Tramite un questionario, realizzato nel 2009, in collaborazione con il Centro Studi del Touring Club Italiano, si chiedeva agli ospiti di indicare i motivi per cui si erano messi in cammino, valutando con un voto l’importanza di 8 possibili motivazioni. I risultati furono molto interessanti: solo il 20% degli intervistati diede il voto massimo alla motivazione religiosa, mentre nel computo totale dei voti la principale motivazione risultò essere quella dell’amore per la natura e il paesaggio spagnolo, seguito da motivazioni spirituali (ma non necessariamente religiose), dalla passione per il cammino, dalla voglia di conoscere nuove persone, dall’interesse culturale. La motivazione religiosa era solo al sesto posto nella lista delle priorità. Tra le numerose “altre motivazioni” segnalate dagli intervistati emersero la sfida con se stessi, un momento di crisi, un lutto, e molte altre ragioni più o meno serie.
Le persone oggi si mettono in cammino per molti motivi, e non è detto che uno prevalga nettamente sugli altri. A volte si parte per curiosità, per irrequietezza, per trovare delle risposte a delle domande, e perfino per trovare delle domande a cui rispondere. La spiritualità, la ricerca interiore, sono molto importanti anche per i laici, e un cammino di pellegrinaggio religioso è un ambito ideale per accogliere questo tipo di esigenza. Infine, nel lungo periodo di crisi che stiamo attraversando, il cammino è una risposta ideale allo sgretolamento dei pilastri della cultura occidentale, all’incertezza del futuro, alla mancanza di punti di riferimento precisi.

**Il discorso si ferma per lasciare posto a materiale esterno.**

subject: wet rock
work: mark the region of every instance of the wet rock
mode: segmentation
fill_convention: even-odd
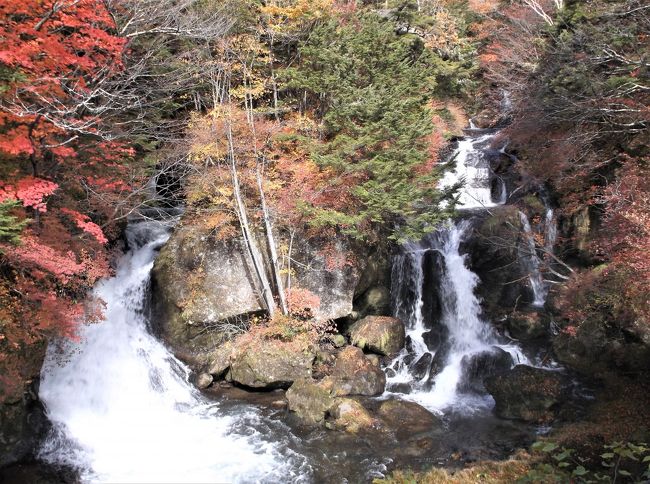
[[[379,425],[377,419],[373,418],[361,403],[352,398],[337,398],[331,415],[334,422],[330,427],[353,434]]]
[[[199,373],[196,377],[196,386],[203,390],[210,385],[212,385],[212,375],[209,373]]]
[[[411,375],[413,375],[413,378],[416,378],[418,380],[424,378],[431,368],[432,362],[433,355],[431,353],[425,353],[420,356],[420,359],[410,367]]]
[[[501,418],[528,422],[548,421],[567,395],[568,382],[556,372],[517,365],[485,379],[485,388],[496,402]]]
[[[212,351],[208,357],[209,364],[206,372],[215,378],[223,376],[230,368],[233,351],[234,346],[231,342],[226,342]]]
[[[438,349],[447,341],[449,330],[442,325],[437,325],[433,329],[422,334],[422,339],[430,351]]]
[[[329,390],[309,379],[296,380],[286,393],[289,410],[305,423],[322,425],[334,405]]]
[[[459,383],[461,391],[483,393],[485,378],[503,373],[513,365],[510,353],[493,346],[490,351],[465,355],[460,362],[463,377]]]
[[[380,355],[400,351],[405,337],[404,323],[388,316],[367,316],[350,327],[353,345]]]
[[[379,416],[398,438],[428,432],[442,425],[441,420],[414,402],[386,400],[379,406]]]
[[[309,379],[315,354],[290,343],[264,341],[238,348],[232,355],[230,378],[251,388],[287,388],[294,381]]]
[[[361,316],[390,315],[390,290],[384,286],[373,286],[355,301],[355,309]]]
[[[513,338],[530,341],[547,334],[547,326],[538,312],[516,311],[507,316],[506,326]]]
[[[332,375],[326,380],[332,394],[339,397],[380,395],[386,386],[384,372],[354,346],[348,346],[339,353]]]

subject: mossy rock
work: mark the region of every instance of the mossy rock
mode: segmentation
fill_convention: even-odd
[[[389,316],[367,316],[350,327],[354,346],[380,355],[392,355],[404,347],[404,323]]]

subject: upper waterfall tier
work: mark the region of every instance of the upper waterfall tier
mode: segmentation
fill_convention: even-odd
[[[478,137],[467,136],[458,142],[458,147],[451,155],[453,168],[445,173],[440,186],[450,187],[463,182],[458,198],[459,208],[487,208],[505,203],[505,186],[501,180],[499,200],[494,202],[492,196],[495,176],[487,155],[495,137],[496,132],[480,134]]]

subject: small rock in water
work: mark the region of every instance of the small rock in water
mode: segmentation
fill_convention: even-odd
[[[337,398],[332,409],[334,427],[350,433],[378,426],[368,410],[352,398]]]
[[[312,425],[321,425],[334,404],[328,388],[308,379],[296,380],[286,397],[289,410]]]
[[[431,368],[431,362],[433,361],[433,356],[431,353],[423,354],[418,361],[415,362],[413,366],[410,367],[411,375],[413,378],[421,380],[427,375],[427,372]]]
[[[440,419],[421,405],[395,398],[381,404],[379,416],[399,438],[428,432],[442,425]]]
[[[209,373],[199,373],[196,377],[196,386],[200,389],[208,388],[212,385],[212,375]]]
[[[348,346],[336,359],[331,377],[327,378],[335,396],[375,396],[384,392],[386,375],[373,365],[359,348]]]

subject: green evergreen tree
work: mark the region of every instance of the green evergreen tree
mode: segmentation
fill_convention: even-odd
[[[0,242],[20,243],[20,233],[29,220],[20,220],[11,215],[11,210],[18,205],[16,200],[0,202]]]
[[[349,189],[354,213],[311,207],[316,226],[335,225],[358,238],[384,233],[418,237],[450,215],[440,208],[440,170],[422,172],[433,130],[429,103],[444,65],[416,35],[375,13],[315,27],[300,46],[301,64],[289,69],[289,87],[318,103],[325,142],[313,159],[340,174],[358,174]],[[337,179],[332,184],[340,184]]]

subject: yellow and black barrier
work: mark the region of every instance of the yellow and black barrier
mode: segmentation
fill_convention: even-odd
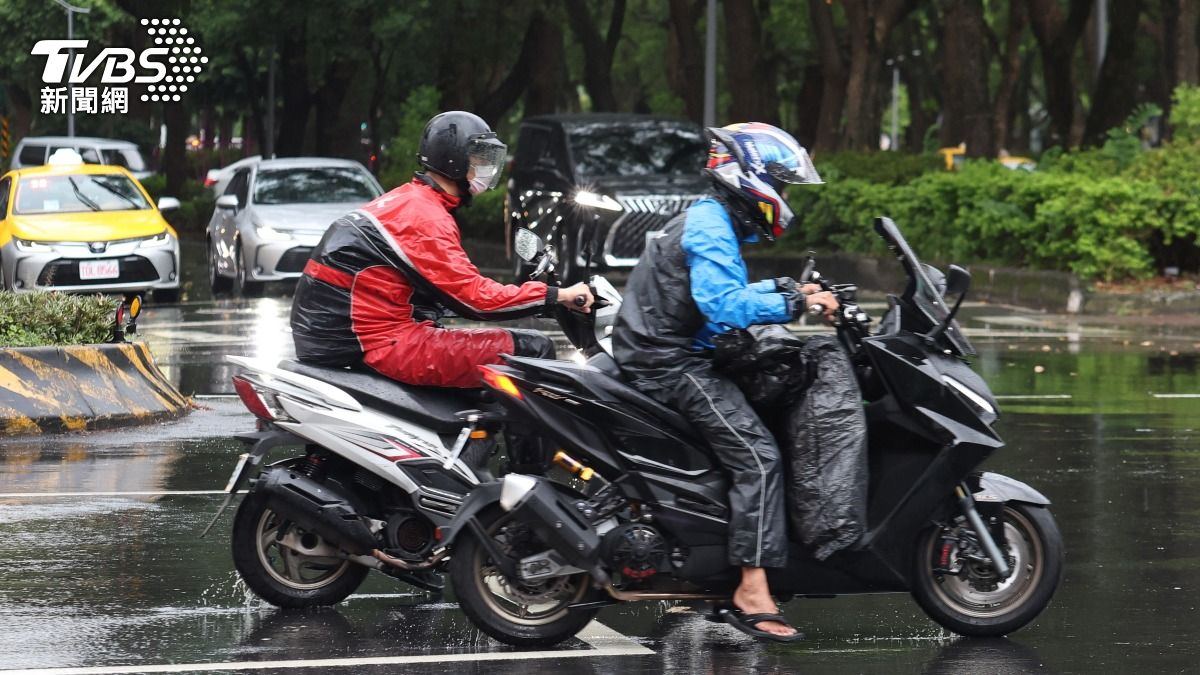
[[[0,349],[0,434],[142,424],[190,408],[142,342]]]

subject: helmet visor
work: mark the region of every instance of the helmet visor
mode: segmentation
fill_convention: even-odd
[[[799,148],[800,152],[795,157],[789,158],[789,161],[784,162],[767,162],[767,175],[780,183],[788,185],[819,185],[825,181],[821,180],[820,174],[817,173],[817,167],[813,166],[812,159],[808,156],[808,152],[804,148]]]
[[[504,159],[508,146],[496,138],[472,138],[467,143],[467,161],[470,169],[467,178],[473,183],[491,190],[500,183]]]

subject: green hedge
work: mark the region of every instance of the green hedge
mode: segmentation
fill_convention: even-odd
[[[1158,269],[1152,241],[1191,241],[1200,234],[1200,145],[1180,142],[1141,151],[1124,168],[1104,151],[1048,160],[1033,172],[978,161],[907,182],[842,175],[826,185],[794,189],[789,201],[798,220],[783,243],[882,253],[871,220],[886,215],[932,260],[1113,280]]]
[[[0,291],[0,347],[108,342],[121,298]]]

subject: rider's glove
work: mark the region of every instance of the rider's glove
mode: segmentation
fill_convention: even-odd
[[[791,279],[788,279],[788,281],[791,281]],[[787,312],[791,315],[792,321],[799,319],[804,314],[804,309],[807,305],[804,294],[799,290],[793,289],[790,293],[783,293],[783,301],[787,303]]]
[[[774,281],[775,281],[775,292],[776,293],[795,293],[796,292],[797,285],[796,285],[795,279],[793,279],[791,277],[779,277],[778,279],[775,279]]]

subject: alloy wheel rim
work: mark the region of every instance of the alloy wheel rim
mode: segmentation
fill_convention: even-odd
[[[264,509],[257,527],[254,528],[255,553],[259,564],[272,579],[288,588],[311,591],[337,581],[350,569],[349,560],[307,556],[280,544],[277,534],[283,522],[285,521],[274,511]],[[295,528],[295,525],[292,525],[292,528]],[[303,536],[316,537],[317,544],[324,543],[320,537],[311,533]]]

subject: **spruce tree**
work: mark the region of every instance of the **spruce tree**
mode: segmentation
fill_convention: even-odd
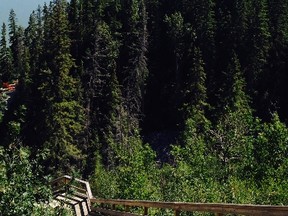
[[[70,25],[70,38],[71,38],[71,54],[72,57],[76,60],[76,64],[81,64],[81,58],[84,54],[83,51],[83,25],[82,17],[83,13],[86,13],[82,10],[82,1],[72,0],[68,6],[68,20]],[[81,75],[80,75],[81,76]]]
[[[218,158],[220,180],[231,176],[244,177],[251,174],[252,150],[251,128],[252,110],[249,97],[245,93],[245,80],[239,59],[235,52],[225,70],[226,86],[223,88],[222,111],[213,130],[211,149]],[[250,176],[251,177],[251,176]]]
[[[79,82],[70,75],[74,66],[70,54],[71,41],[65,0],[51,2],[45,18],[45,65],[40,86],[44,101],[45,136],[50,171],[71,172],[81,167],[83,153],[80,135],[83,129],[83,109],[79,103]],[[42,148],[43,148],[42,147]]]
[[[40,56],[43,52],[43,17],[42,8],[38,7],[29,17],[28,27],[25,29],[25,45],[31,55],[31,76],[34,77],[41,66]]]
[[[143,0],[121,1],[122,44],[117,77],[131,117],[131,129],[138,128],[143,112],[147,69],[147,14]],[[132,129],[133,130],[133,129]]]
[[[12,9],[9,14],[9,43],[13,56],[12,79],[18,79],[23,70],[22,56],[24,54],[24,30],[17,25],[17,18]]]
[[[246,57],[245,43],[248,20],[251,16],[250,0],[220,0],[216,4],[218,52],[225,55],[225,64],[230,60],[231,49],[239,56],[240,63]],[[225,52],[225,50],[229,50]],[[224,60],[224,59],[223,59]]]
[[[188,57],[191,64],[187,68],[183,92],[185,96],[183,105],[185,123],[181,136],[183,147],[181,153],[178,152],[178,157],[182,163],[188,164],[189,170],[193,173],[192,178],[205,178],[212,169],[210,156],[205,157],[211,154],[207,136],[211,123],[206,118],[208,107],[206,73],[200,49],[194,45],[189,50]]]
[[[95,30],[95,24],[97,21],[96,4],[100,4],[100,1],[94,0],[82,0],[80,3],[82,9],[80,10],[81,17],[81,31],[83,32],[83,55],[90,47],[93,41],[93,34]]]
[[[202,51],[203,61],[205,63],[204,67],[208,74],[208,82],[210,82],[210,76],[214,73],[216,51],[215,3],[213,0],[184,0],[182,2],[185,22],[190,23],[195,31],[196,43]]]
[[[281,119],[287,120],[287,52],[288,52],[288,2],[269,0],[271,50],[268,71],[262,79],[263,100],[260,110],[265,120],[271,118],[270,112],[277,111]],[[269,109],[267,109],[269,107]]]
[[[221,63],[215,65],[214,88],[211,89],[210,95],[211,105],[214,107],[218,106],[219,101],[215,92],[222,87],[223,80],[226,79],[222,72],[226,70],[230,62],[232,50],[237,54],[240,65],[245,71],[250,8],[250,0],[216,1],[216,62]]]
[[[33,147],[32,155],[34,156],[42,148],[41,143],[44,142],[45,134],[42,112],[44,101],[39,90],[43,83],[40,71],[45,59],[43,55],[43,16],[41,7],[33,11],[29,17],[28,27],[25,29],[25,46],[27,47],[25,53],[28,54],[30,68],[25,80],[24,104],[27,107],[27,114],[22,133],[24,144]]]
[[[9,82],[12,79],[13,59],[6,40],[6,25],[3,23],[0,41],[0,80]]]
[[[270,31],[268,20],[268,8],[266,0],[251,1],[250,23],[247,35],[247,64],[244,67],[247,77],[247,87],[253,99],[253,106],[261,107],[260,92],[261,79],[267,67],[268,53],[270,49]]]
[[[182,76],[182,59],[183,59],[183,38],[184,38],[184,18],[180,12],[175,12],[170,16],[165,16],[167,25],[167,34],[170,39],[170,52],[172,57],[172,77],[175,91],[179,92]]]
[[[198,47],[190,47],[188,57],[191,58],[184,77],[184,98],[187,106],[186,115],[192,117],[190,109],[193,107],[204,114],[207,106],[206,73],[202,54]],[[188,60],[187,60],[188,62]]]
[[[9,14],[9,42],[13,46],[13,44],[16,43],[16,36],[17,36],[17,19],[16,19],[16,13],[12,9]]]
[[[273,41],[284,45],[288,41],[288,2],[268,0],[268,11]]]
[[[187,32],[191,30],[191,26],[185,25],[184,18],[181,12],[175,12],[171,15],[166,15],[164,18],[164,23],[166,25],[166,60],[165,60],[165,70],[167,70],[163,74],[159,74],[159,79],[163,79],[164,84],[161,86],[165,89],[161,97],[164,97],[167,101],[166,106],[162,107],[162,109],[167,109],[165,113],[169,121],[165,122],[167,125],[172,124],[172,127],[175,127],[176,122],[178,122],[179,116],[178,109],[181,107],[182,96],[182,82],[183,82],[183,58],[184,58],[184,38]],[[190,39],[190,38],[189,38]],[[193,42],[193,38],[192,38]],[[191,41],[189,41],[190,45]],[[164,62],[163,62],[164,63]],[[163,100],[163,99],[161,99]],[[172,113],[174,113],[172,115]],[[167,120],[165,120],[167,121]],[[170,125],[169,125],[170,126]]]
[[[109,118],[111,107],[109,104],[114,100],[111,96],[114,90],[111,89],[111,79],[116,73],[116,59],[118,57],[119,44],[111,35],[110,27],[102,21],[96,23],[94,32],[94,43],[91,44],[84,60],[84,99],[87,110],[87,139],[89,150],[88,164],[95,166],[96,151],[103,156],[104,165],[109,166],[112,161],[109,157],[111,146],[108,139],[111,124]],[[116,140],[115,140],[116,142]],[[93,169],[92,169],[93,170]]]

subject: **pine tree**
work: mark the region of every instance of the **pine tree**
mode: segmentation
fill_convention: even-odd
[[[13,43],[16,41],[17,35],[17,20],[15,11],[12,9],[9,14],[9,36],[10,36],[10,44],[13,46]]]
[[[193,31],[190,38],[195,37]],[[195,122],[195,130],[203,133],[207,130],[206,111],[207,104],[207,74],[202,53],[195,44],[195,39],[191,39],[187,53],[184,58],[183,67],[183,116],[184,121]],[[190,120],[189,120],[190,119]],[[184,129],[185,130],[185,129]]]
[[[206,73],[201,51],[193,45],[189,49],[188,57],[191,64],[188,65],[185,77],[184,89],[184,130],[181,136],[183,147],[176,159],[190,167],[193,178],[208,177],[212,169],[210,164],[208,131],[211,123],[206,118],[207,89]],[[190,179],[191,180],[191,179]],[[191,180],[193,181],[193,180]]]
[[[272,38],[283,45],[288,41],[288,2],[268,0],[268,6]]]
[[[65,0],[55,0],[45,14],[46,59],[40,86],[45,120],[43,145],[49,149],[49,168],[60,173],[81,166],[84,156],[79,142],[84,115],[77,92],[79,82],[70,75],[74,63],[66,9]]]
[[[196,43],[202,51],[204,67],[208,73],[207,78],[210,79],[215,64],[215,3],[213,0],[184,0],[182,2],[185,22],[190,23],[195,31]]]
[[[250,0],[220,0],[216,4],[218,51],[225,55],[225,64],[230,60],[233,49],[239,55],[240,63],[246,57],[245,43],[250,18]],[[229,52],[225,52],[229,50]]]
[[[0,41],[0,80],[3,82],[11,81],[12,79],[12,54],[6,41],[6,25],[3,23],[1,29]]]
[[[3,26],[2,33],[5,33],[6,37],[6,26]],[[0,140],[2,145],[9,145],[11,143],[18,142],[21,135],[21,124],[24,120],[26,108],[23,105],[23,91],[20,91],[20,85],[23,86],[23,80],[20,77],[25,76],[26,69],[29,70],[29,66],[25,56],[24,46],[24,30],[22,27],[16,25],[16,15],[13,10],[9,16],[9,36],[10,36],[10,47],[6,44],[6,39],[2,35],[3,49],[1,53],[1,67],[4,72],[4,79],[6,82],[12,82],[19,79],[19,85],[16,91],[14,91],[13,98],[11,98],[8,104],[7,112],[3,117],[3,122],[0,125],[2,139]],[[27,67],[26,67],[27,66]],[[5,77],[6,76],[6,77]],[[19,89],[19,91],[18,91]]]
[[[95,24],[97,21],[97,13],[96,13],[96,4],[100,4],[99,2],[93,0],[83,0],[81,3],[81,25],[83,32],[83,55],[85,55],[86,50],[93,44],[93,33],[95,30]]]
[[[215,92],[223,85],[223,71],[230,62],[231,52],[236,52],[240,65],[245,71],[247,65],[247,34],[250,20],[250,0],[219,0],[216,1],[216,62],[214,86],[210,90],[211,105],[218,106],[219,98]],[[213,114],[212,114],[213,115]],[[216,114],[217,115],[217,114]]]
[[[179,92],[182,76],[182,59],[183,59],[183,44],[184,44],[184,19],[180,12],[175,12],[170,16],[165,17],[167,25],[167,34],[171,43],[170,52],[173,53],[173,78],[175,91]]]
[[[35,76],[39,70],[40,56],[43,52],[43,17],[41,7],[38,7],[37,11],[33,11],[29,17],[28,27],[25,29],[25,45],[29,48],[31,55],[31,76]]]
[[[270,32],[266,0],[253,0],[251,3],[251,19],[248,29],[248,42],[250,47],[247,52],[247,64],[244,67],[247,77],[249,94],[253,98],[253,106],[261,107],[260,92],[261,78],[267,67],[268,52],[270,49]]]
[[[198,47],[190,47],[188,57],[191,58],[187,65],[187,74],[184,77],[184,98],[187,106],[186,115],[191,118],[189,109],[195,109],[204,114],[207,106],[206,73],[201,51]],[[188,62],[188,59],[187,59]]]
[[[277,111],[280,118],[287,119],[287,51],[288,51],[288,3],[281,0],[269,0],[269,18],[271,32],[271,50],[268,69],[262,79],[263,101],[261,117],[270,119],[269,112]],[[269,109],[267,109],[269,107]]]
[[[117,77],[131,117],[131,129],[138,128],[142,114],[147,69],[147,14],[143,0],[121,1],[122,46]],[[133,129],[132,129],[133,130]]]
[[[188,8],[187,21],[196,34],[197,46],[202,51],[202,58],[205,63],[204,69],[207,76],[208,100],[213,100],[215,91],[215,68],[216,68],[216,17],[215,1],[195,0],[184,1],[184,8]],[[185,15],[184,15],[185,17]],[[211,98],[211,99],[210,99]]]
[[[166,118],[169,117],[169,121],[165,122],[165,124],[172,124],[174,127],[176,122],[178,122],[179,116],[174,115],[178,114],[178,109],[181,107],[182,96],[182,83],[183,83],[183,58],[184,58],[184,44],[185,44],[185,36],[186,36],[186,28],[187,32],[191,30],[191,26],[185,25],[183,15],[180,12],[172,13],[171,15],[166,15],[164,18],[164,23],[166,25],[166,48],[165,48],[165,70],[167,70],[163,74],[159,74],[158,79],[163,79],[163,95],[160,97],[164,97],[167,101],[165,101],[165,108],[167,109],[165,112]],[[189,33],[188,33],[189,34]],[[190,38],[189,38],[190,39]],[[193,38],[192,38],[193,40]],[[190,43],[191,41],[189,41]],[[194,42],[194,41],[192,41]],[[190,44],[189,44],[190,45]],[[162,90],[163,91],[163,90]],[[164,99],[163,98],[163,99]],[[161,100],[163,100],[161,98]],[[164,101],[164,100],[163,100]],[[174,113],[172,115],[172,113]],[[167,120],[165,120],[167,121]],[[170,125],[171,126],[171,125]]]
[[[251,174],[252,150],[251,128],[252,110],[249,97],[245,93],[245,80],[235,52],[225,71],[226,86],[221,98],[222,111],[213,130],[212,149],[219,161],[218,173],[221,180],[230,176],[243,177]]]
[[[9,43],[13,56],[12,79],[18,79],[23,70],[24,30],[17,25],[16,14],[12,9],[9,14]]]
[[[82,23],[82,1],[72,0],[68,6],[68,20],[70,24],[71,54],[76,60],[76,64],[81,64],[81,58],[84,54],[83,49],[83,26]]]
[[[94,43],[87,51],[84,61],[85,103],[87,110],[87,136],[90,157],[88,164],[95,166],[96,151],[100,151],[105,159],[104,165],[111,164],[108,139],[111,124],[116,124],[110,118],[112,107],[109,105],[114,100],[111,96],[111,79],[115,79],[116,59],[119,44],[111,35],[111,30],[105,22],[96,23]],[[115,105],[113,105],[115,106]],[[116,105],[117,106],[117,105]],[[113,108],[114,109],[114,108]],[[110,122],[112,121],[112,122]],[[116,142],[116,140],[115,140]],[[120,144],[120,143],[119,143]],[[92,169],[93,170],[93,169]]]
[[[41,98],[40,86],[43,77],[40,76],[43,67],[43,16],[42,8],[38,7],[29,17],[28,27],[25,29],[25,56],[29,62],[29,72],[27,73],[24,84],[25,94],[24,105],[27,108],[25,123],[22,128],[23,143],[32,146],[32,155],[37,154],[43,143],[45,130],[43,128],[44,102]],[[28,65],[26,63],[26,65]],[[27,72],[27,69],[26,69]]]

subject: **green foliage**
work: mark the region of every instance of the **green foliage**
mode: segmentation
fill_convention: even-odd
[[[67,3],[51,3],[44,27],[45,67],[43,82],[39,87],[45,106],[45,137],[41,148],[50,150],[50,168],[58,167],[60,173],[69,173],[74,166],[81,167],[83,154],[77,139],[83,130],[84,112],[77,92],[79,82],[71,76],[74,66],[70,54]],[[50,169],[51,170],[51,169]]]
[[[7,101],[9,96],[5,93],[0,95],[0,123],[2,122],[5,111],[7,110]]]
[[[12,54],[13,68],[11,71],[11,79],[19,78],[24,69],[24,29],[17,25],[16,14],[11,9],[9,14],[9,43]],[[8,80],[10,81],[10,80]]]
[[[251,117],[241,111],[228,111],[211,130],[213,150],[218,158],[218,178],[227,179],[230,175],[245,176],[251,170],[253,143],[250,134]]]
[[[88,49],[84,62],[83,76],[88,81],[88,85],[84,86],[84,98],[88,110],[89,172],[93,171],[94,157],[98,150],[105,166],[114,163],[110,143],[122,142],[122,135],[119,134],[124,133],[119,122],[123,117],[123,98],[116,77],[119,43],[105,22],[97,23],[93,37],[93,45]]]
[[[247,54],[247,83],[252,96],[259,94],[261,75],[265,71],[270,48],[271,34],[268,25],[268,11],[266,0],[251,1],[251,23],[248,35],[248,46],[251,46]],[[252,75],[252,76],[251,76]],[[254,99],[256,101],[257,99]]]
[[[278,115],[273,114],[270,123],[261,124],[255,142],[256,178],[275,177],[277,181],[287,177],[288,129]],[[276,181],[276,182],[277,182]]]
[[[3,23],[0,41],[0,81],[8,82],[12,79],[13,59],[6,40],[6,25]]]
[[[122,23],[117,77],[132,127],[138,127],[143,110],[147,68],[147,11],[144,0],[120,1]]]
[[[188,58],[191,63],[187,65],[187,74],[185,74],[184,81],[184,114],[186,115],[185,118],[197,118],[194,115],[198,113],[203,116],[208,107],[206,102],[206,73],[200,49],[192,46],[189,47],[188,52]]]
[[[158,200],[158,169],[155,153],[139,139],[130,138],[133,149],[119,149],[115,153],[119,165],[107,169],[98,155],[95,174],[92,177],[95,195],[105,198]],[[120,147],[121,148],[121,147]],[[122,147],[123,148],[123,147]],[[125,147],[124,147],[125,148]]]
[[[43,184],[44,179],[40,181],[39,173],[33,172],[36,161],[29,159],[28,149],[1,147],[0,158],[2,215],[59,215],[48,205],[51,191],[46,186],[47,182]]]
[[[161,169],[162,200],[182,202],[221,202],[221,184],[209,176],[198,176],[185,161]]]
[[[287,205],[287,184],[287,179],[280,179],[272,176],[267,177],[262,182],[262,185],[259,189],[256,203],[269,205]]]
[[[175,12],[171,16],[165,16],[165,23],[169,28],[169,34],[173,41],[179,40],[183,36],[184,20],[180,12]]]
[[[117,175],[114,170],[106,170],[102,164],[102,158],[98,153],[96,155],[94,175],[90,178],[90,183],[94,196],[103,198],[117,198],[119,186],[117,182]]]
[[[136,145],[140,145],[140,140],[131,140]],[[135,147],[134,147],[135,148]],[[137,148],[137,147],[136,147]],[[128,155],[127,155],[128,156]],[[122,198],[155,200],[157,199],[157,187],[153,183],[155,169],[154,152],[149,146],[138,146],[137,150],[130,150],[129,156],[124,158],[117,170],[119,172],[119,189]],[[129,185],[129,187],[127,187]],[[121,196],[120,196],[121,197]]]
[[[182,4],[183,17],[195,31],[195,41],[203,53],[205,71],[210,76],[215,67],[215,1],[183,0]]]
[[[40,165],[77,170],[103,198],[287,205],[287,8],[53,0],[25,30],[12,10],[0,79],[19,85],[0,96],[0,210],[50,214],[35,204]]]

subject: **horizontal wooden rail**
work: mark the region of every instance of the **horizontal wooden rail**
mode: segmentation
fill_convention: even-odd
[[[73,178],[68,175],[61,176],[50,182],[52,186],[52,191],[60,193],[61,191],[67,191],[69,188],[74,190],[74,195],[79,197],[85,197],[87,201],[87,207],[90,211],[91,203],[90,200],[93,198],[90,184],[87,181],[83,181],[81,179]]]
[[[89,182],[66,175],[53,180],[51,186],[56,193],[58,191],[62,193],[61,191],[63,191],[63,189],[65,191],[67,188],[72,188],[76,195],[84,195],[87,197],[89,212],[92,210],[106,215],[138,216],[139,214],[130,211],[130,207],[138,207],[143,208],[142,215],[149,215],[149,209],[156,208],[172,210],[175,216],[180,215],[180,212],[207,212],[214,213],[217,216],[225,214],[288,216],[288,206],[96,199],[92,195]],[[97,207],[91,207],[93,204],[97,204]],[[123,206],[123,211],[117,211],[116,206]]]
[[[242,205],[242,204],[216,204],[216,203],[186,203],[186,202],[152,202],[152,201],[135,201],[135,200],[106,200],[92,198],[91,204],[100,205],[115,205],[130,206],[130,207],[142,207],[144,215],[148,215],[148,208],[160,208],[174,210],[175,215],[179,215],[181,211],[187,212],[209,212],[216,215],[236,214],[236,215],[255,215],[255,216],[287,216],[288,206],[270,206],[270,205]],[[95,208],[95,211],[100,211],[103,208]],[[93,208],[92,208],[93,210]],[[104,210],[104,209],[103,209]],[[104,211],[107,211],[105,209]],[[102,213],[105,213],[105,212]],[[109,215],[128,215],[127,212],[122,214],[113,209]],[[112,212],[112,213],[111,213]],[[115,212],[115,214],[113,214]],[[130,214],[130,213],[129,213]]]
[[[50,182],[51,186],[52,186],[52,190],[53,189],[58,189],[61,187],[64,187],[65,185],[68,185],[71,181],[74,181],[77,184],[80,184],[82,186],[82,188],[76,187],[74,185],[71,185],[72,188],[78,190],[78,191],[86,191],[87,197],[93,198],[92,192],[91,192],[91,188],[90,188],[90,184],[87,181],[83,181],[81,179],[77,179],[77,178],[73,178],[71,176],[68,175],[64,175],[61,176],[53,181]]]

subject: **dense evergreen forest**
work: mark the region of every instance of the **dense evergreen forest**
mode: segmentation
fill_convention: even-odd
[[[62,174],[102,198],[288,205],[287,0],[53,0],[0,39],[2,213]]]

Il cammino riporta le persone alla semplicità, le costringe alla frugalità, ogni passo è un invito a ripensare la scala dei valori. Lo zaino diventa un simbolo del fardello che dobbiamo portare sulle spalle nella nostra vita quotidiana, di come i beni materiali da cui non vogliamo separarci diventino un peso. Svuotare lo zaino, regalare un indumento, un paio di scarpe che ci pesano, lasciarlo in un ostello a disposizione di chi ne ha bisogno, diventa un gesto liberatorio, che dà immediato sollievo alle nostre spalle, che rende il nostro passo più lieve. La condivisione, l’empatia, la solidarietà, lungo un cammino smettono di essere parole e diventano uno stile di vita quotidiano, una necessità. Lungo il sentiero si costruiscono amicizie profonde nel giro di pochi chilometri, con dinamiche impensabili nella vita di tutti i giorni. Amicizie che spesso proseguono per anni dopo la fine del viaggio, anche se ci si trova in nazioni diverse. Per questo, e non solo per questo, tante persone oggi si mettono in cammino.